(CNN) - Researchers in China say they've bred healthy mice with two mothers using a new type of gene editing technology, a significant feat that may help researchers better understand mammalian reproduction but carries significant ethical and safety questions.
A total of 29 bimaternal mice were produced using 210 embryos in the study. They all were "normal, lived to adulthood, and had babies of their own," though they showed "some defective features," according to researchers at the Chinese Academy of Sciences.

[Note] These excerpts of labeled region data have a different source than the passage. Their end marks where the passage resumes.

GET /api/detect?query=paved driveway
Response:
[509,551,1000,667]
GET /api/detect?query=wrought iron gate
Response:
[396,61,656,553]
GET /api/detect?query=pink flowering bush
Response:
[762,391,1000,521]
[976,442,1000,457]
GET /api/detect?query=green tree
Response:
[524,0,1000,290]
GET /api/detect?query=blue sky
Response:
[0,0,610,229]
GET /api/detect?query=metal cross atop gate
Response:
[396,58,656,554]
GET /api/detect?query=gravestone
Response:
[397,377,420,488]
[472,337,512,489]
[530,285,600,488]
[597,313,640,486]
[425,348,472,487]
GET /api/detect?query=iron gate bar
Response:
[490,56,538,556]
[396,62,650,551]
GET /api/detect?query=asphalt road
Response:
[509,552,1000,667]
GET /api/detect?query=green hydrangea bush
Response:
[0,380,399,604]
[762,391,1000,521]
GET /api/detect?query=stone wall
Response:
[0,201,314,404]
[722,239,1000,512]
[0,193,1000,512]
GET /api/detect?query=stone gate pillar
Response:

But not all the mice pups survived the experiment. Mice produced from two fathers only survived a couple of days after being born.
"This research shows us what's possible," Wei Li, one of the study's co-authors, said in a news release.
"We saw that the defects in bimaternal mice can be eliminated and that bipaternal reproduction barriers in mammals can also be crossed through imprinting modification," said Wei Li.
"We also revealed some of the most important imprinted regions that hinder the development of mice with same sex parents, which are also interesting for studying genomic imprinting and animal cloning."
The scientists conducting the study, published in the journal Cell Stem Cell Thursday, said they were interested in answering why some reptiles, fish and amphibians can reproduce with one parent of the same sex, but others cannot.
The genes were removed using CRISPR Cas9, a tool that experts say has the potential to save countless lives and billions of dollars but has raised serious ethical questions about the future of genetic research.
The idea of "designer babies" -- in which parents can choose genetic traits -- is one example, but some have warned that editing individual human genes could affect the gene pool in future generations and carry unintended consequences.
Scientists say that despite the potential of the latest study, the technology just isn't ready for practical application.
"The tremendous amount of genetic modification needed in order to do what they (Chinese researchers) did, makes it implausible to use it in anything other than research in the way that they've done," said Dr. Tim Hore, an expert in epigenetics and development at the University of Otago.